The site offers techniques and ideas for inspiration or personal growth, as well as news and stories. I browsed through most sections at least a little, but spent most of my time on the keys to life and the inspiring stories, most of which are brief. Each is a compelling testament to the profound power of being open and genuine, especially when it seems most trivial or challenging. I defy anyone to read more than two stories, such as The Gold Wrapping Paper or The Cab Ride I’ll Never Forget and not feel moved.

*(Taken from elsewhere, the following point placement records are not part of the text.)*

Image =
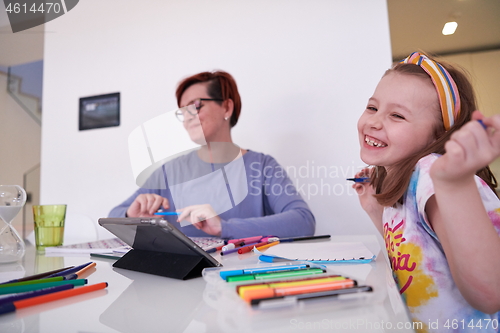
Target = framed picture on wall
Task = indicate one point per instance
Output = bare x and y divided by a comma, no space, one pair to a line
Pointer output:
99,111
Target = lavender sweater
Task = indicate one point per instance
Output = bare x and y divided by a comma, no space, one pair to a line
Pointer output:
272,206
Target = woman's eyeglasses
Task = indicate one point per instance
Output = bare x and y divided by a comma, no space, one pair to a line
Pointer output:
193,108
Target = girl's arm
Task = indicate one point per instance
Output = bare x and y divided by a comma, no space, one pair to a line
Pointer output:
457,214
365,193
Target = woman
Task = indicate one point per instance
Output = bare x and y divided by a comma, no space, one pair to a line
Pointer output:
210,106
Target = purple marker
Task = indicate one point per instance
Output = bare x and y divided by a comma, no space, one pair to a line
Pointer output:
35,293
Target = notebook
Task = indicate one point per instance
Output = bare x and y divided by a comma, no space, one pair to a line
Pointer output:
320,252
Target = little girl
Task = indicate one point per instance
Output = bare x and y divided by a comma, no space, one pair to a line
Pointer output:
439,215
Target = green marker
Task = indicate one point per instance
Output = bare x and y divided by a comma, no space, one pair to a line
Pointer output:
23,283
37,286
264,276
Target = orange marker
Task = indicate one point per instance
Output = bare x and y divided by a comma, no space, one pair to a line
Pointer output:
249,248
267,245
297,290
244,288
11,307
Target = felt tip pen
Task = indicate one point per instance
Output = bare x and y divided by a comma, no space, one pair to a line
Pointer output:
70,270
249,248
275,275
263,247
257,270
237,249
16,305
38,276
80,273
24,283
38,286
359,179
29,294
296,239
310,296
248,292
167,213
482,124
214,248
276,283
247,240
297,290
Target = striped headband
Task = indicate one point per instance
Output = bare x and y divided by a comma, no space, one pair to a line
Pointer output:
445,86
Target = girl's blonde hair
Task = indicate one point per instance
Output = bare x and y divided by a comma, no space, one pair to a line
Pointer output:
390,190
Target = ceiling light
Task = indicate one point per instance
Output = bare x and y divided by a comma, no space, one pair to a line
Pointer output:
449,28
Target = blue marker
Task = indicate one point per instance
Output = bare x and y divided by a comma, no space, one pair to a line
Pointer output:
167,213
268,269
359,179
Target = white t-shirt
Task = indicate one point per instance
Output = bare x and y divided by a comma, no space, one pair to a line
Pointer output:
419,264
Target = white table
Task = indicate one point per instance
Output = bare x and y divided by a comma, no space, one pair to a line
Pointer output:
138,302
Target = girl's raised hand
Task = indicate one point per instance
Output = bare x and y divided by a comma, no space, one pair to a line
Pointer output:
469,149
368,202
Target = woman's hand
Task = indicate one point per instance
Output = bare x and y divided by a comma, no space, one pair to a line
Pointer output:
368,202
146,204
203,217
468,150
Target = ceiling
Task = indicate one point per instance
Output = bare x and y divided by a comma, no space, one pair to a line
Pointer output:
414,25
417,24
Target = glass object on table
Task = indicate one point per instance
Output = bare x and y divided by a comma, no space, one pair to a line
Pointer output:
12,200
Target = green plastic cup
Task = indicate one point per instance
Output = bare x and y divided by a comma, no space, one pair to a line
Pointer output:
49,225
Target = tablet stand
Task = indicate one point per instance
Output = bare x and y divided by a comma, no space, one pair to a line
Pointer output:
173,265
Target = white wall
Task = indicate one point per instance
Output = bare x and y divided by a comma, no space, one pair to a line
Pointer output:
304,68
19,147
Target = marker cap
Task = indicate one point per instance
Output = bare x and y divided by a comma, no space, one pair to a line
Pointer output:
225,274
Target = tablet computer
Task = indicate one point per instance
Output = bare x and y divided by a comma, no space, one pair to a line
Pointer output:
158,247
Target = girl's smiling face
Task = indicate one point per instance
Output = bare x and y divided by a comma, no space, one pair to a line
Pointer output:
401,118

Like most of us, I suspect, I have a hard time with this approach in some ways, despite not yet being disappointed when I have been able to act in accordance with it. It seems simplistic, overly simplistic at times ... yet it can be downright hard to see past one’s own hurt, or need, or more petty whims; it feels less fun sometimes to ignore a temptation to be cynical or sarcastic; and sometimes history makes it very difficult to express genuine concern to someone without it being taken as signaling more. Maybe there are some individuals truly beyond reach—some I’ve met in the pro-freedom movement seemed determined to be unlovable, at any rate—but I think much of that is due to an overblown valuation of self-reliance coupled with our increasingly shallow culture.
Even with my challenges, I have found that remembering the importance of love has improved my interactions with my children. That in turn has helped them overcome those baser tendencies and be more loving to another. That may be all the scope my actions ever have, but if so, it will be worthwhile. I will be sharing some stories with them too.